Many people in Pennsylvania are concerned about the threat to personal privacy that can come with technological developments. This is especially true of people who are involved with the criminal justice system as an increasing amount of evidence involves material garnered from a defendant's mobile phone or social media. However, one ruling by a federal judge may recognize greater protections for some mobile content.

In the past, judges have ruled that police cannot compel a suspect to divulge an alphanumeric password or code to access the contents of a locked mobile phone. On the other hand, the use of biometric information, like an iris scan, facial recognition or a fingerprint, has been allowed in order for police to forcibly open a suspect's phone. Courts have held that divulging a passcode is forced testimony that violates a defendant's right against self-incrimination while a fingerprint or other biometric option were not considered to be "testimonial."
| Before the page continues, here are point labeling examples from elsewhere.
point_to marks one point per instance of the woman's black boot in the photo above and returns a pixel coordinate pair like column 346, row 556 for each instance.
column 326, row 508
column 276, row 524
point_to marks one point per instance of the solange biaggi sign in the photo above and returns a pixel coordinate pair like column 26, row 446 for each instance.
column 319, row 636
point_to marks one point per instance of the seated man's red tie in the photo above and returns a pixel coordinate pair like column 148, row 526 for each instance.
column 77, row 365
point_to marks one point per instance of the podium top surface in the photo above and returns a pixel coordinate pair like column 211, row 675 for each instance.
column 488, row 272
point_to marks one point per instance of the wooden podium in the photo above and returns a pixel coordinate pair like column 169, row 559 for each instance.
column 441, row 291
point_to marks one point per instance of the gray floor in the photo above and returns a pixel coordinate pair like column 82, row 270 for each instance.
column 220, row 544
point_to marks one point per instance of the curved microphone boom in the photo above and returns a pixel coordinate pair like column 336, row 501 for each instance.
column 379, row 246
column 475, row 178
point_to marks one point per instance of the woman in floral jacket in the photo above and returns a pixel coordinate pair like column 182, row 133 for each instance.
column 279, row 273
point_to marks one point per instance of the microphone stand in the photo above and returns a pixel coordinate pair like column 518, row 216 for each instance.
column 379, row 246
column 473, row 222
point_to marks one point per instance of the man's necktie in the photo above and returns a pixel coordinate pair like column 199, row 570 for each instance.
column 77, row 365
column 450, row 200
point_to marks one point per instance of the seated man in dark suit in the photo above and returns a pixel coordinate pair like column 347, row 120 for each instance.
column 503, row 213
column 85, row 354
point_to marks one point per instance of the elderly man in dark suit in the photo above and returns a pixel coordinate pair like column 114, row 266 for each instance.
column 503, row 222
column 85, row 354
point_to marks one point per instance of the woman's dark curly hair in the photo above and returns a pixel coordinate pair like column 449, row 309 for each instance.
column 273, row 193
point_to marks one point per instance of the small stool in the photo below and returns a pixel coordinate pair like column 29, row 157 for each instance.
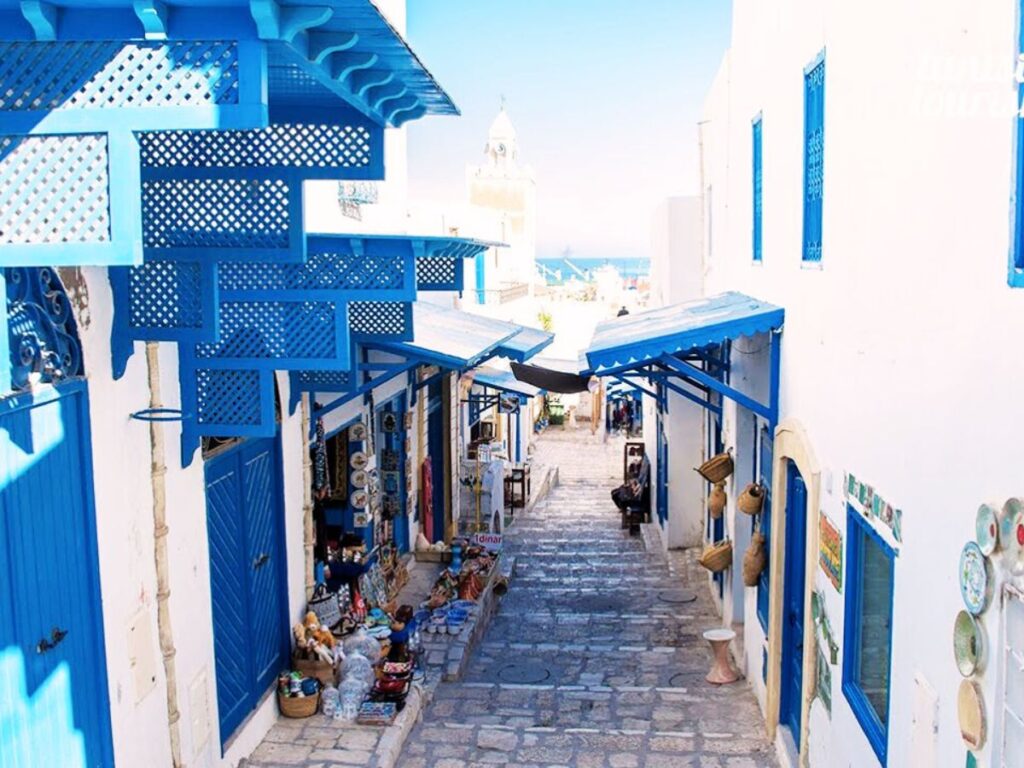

However, a federal judge for the U.S. District Court for the Northern District of California has issued a ruling noting that the law must keep up with technology. The case involved a search warrant for a home belonging to suspects in an extortion case, and police wanted to use biometric evidence to open all of the phones in the house. However, the judge ruled that not only was the police search overbroad but that the use of biometric data to open the devices would be a form of prohibited forced self-incrimination.

While the ruling provides some hope for greater protections of mobile phone privacy, most attorneys would continue to advise the use of an alphanumeric lock code until the law is settled. When people are facing criminal charges or police questioning, a criminal defense lawyer can help people protect their rights, challenge police and prosecution assertions and present a strong defense.